The ATLAS Experiment at the LHC: Revealing the Subatomic World
2017-18 CUSP Distinguished Speaker Series
Monday, October 30, 2017
Much of our insight into the subatomic world comes from experiments that smash together particles at the highest available energies in order to understand the fundamental constituents of matter and the forces that bind them together. In order to be able to discover and explore nature at these small scales, we must build some of the world’s largest scientific instruments. Prof. Tuts will take you on a journey into the subatomic world using one such instrument; into a world of quarks, leptons, bosons, where until 2012 a key element, the long sought after Higgs boson (sometimes popularly called the God particle), was still missing. What is the Higgs boson and why is it important? How was the Higgs boson discovered? The huge ATLAS detector at the Large Hadron Collider (LHC) at the CERN Laboratory in Geneva, Switzerland is as tall as an eight story building and was used to make this and many other discoveries. Prof. Tuts will discuss how the ATLAS detector is used to record many trillions of ‘digital pictures’ of the head-on collisions of protons with protons travelling at near the speed of light. That recorded data was analyzed by 3,000 ATLAS physicists from around the world to discover, together with the CMS experiment at CERN, the Higgs boson. The theoretical work, by Higgs and Englert, that had predicted the Higgs boson existence, 50 years earlier, was rewarded with the 2013 Nobel Prize in Physics after the discovery by ATLAS and CMS. We have only started to explore this new energy regime, and we hope that many new discoveries are in store for us.

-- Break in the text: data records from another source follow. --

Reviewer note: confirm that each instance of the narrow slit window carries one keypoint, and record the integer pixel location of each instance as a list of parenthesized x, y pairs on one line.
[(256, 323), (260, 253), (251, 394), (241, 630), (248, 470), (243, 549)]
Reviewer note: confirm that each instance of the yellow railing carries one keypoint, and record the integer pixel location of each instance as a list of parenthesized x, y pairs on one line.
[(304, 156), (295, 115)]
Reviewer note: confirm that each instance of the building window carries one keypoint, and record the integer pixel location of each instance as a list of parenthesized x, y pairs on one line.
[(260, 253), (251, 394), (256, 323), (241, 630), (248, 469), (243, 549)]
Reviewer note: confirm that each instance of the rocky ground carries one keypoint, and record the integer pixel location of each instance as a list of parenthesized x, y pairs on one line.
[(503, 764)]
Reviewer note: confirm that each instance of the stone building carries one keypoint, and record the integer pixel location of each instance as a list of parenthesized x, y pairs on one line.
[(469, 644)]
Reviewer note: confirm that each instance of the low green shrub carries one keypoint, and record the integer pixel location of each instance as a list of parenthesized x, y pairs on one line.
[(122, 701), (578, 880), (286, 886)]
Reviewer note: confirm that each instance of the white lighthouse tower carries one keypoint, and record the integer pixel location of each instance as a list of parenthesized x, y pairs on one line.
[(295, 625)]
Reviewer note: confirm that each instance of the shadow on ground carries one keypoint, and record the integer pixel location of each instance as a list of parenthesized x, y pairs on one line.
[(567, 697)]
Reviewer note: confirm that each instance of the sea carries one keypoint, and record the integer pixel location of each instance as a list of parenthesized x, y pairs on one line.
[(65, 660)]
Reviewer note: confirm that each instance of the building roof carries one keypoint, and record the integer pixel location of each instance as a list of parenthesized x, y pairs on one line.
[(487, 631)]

Michael Tuts is an experimental particle physicist who has spent his career studying the fundamental particles and forces that make up our world. After obtaining his PhD in 1979, he joined the Columbia University Physics Department faculty in 1983, where he has been ever since. He has worked on experimental high energy physics collaborations that have grown larger as accelerators have become more and more powerful over the decades. He was a member of, and served as a co-spokesperson for, the CUSB experiment at the Cornell Electron Storage Ring that had about 25 physicists working on it. He then became a founding member of the D-Zero experiment at Fermilab (the highest energy accelerator ever built in the US) with around 600 colleagues, and most recently served as the US Operations Program Manager for the ATLAS experiment at CERN, where he has about 3,000 colleagues he works with. Over this time he has been an author on over 1,200 journal publications from these experiments. He is now involved in working on an upgrade to the ATLAS detector, which is expected to operate well into the 2030s. He recently finished a term as the Chair of the Physics Department, and looks forward to returning to teach introductory physics classes.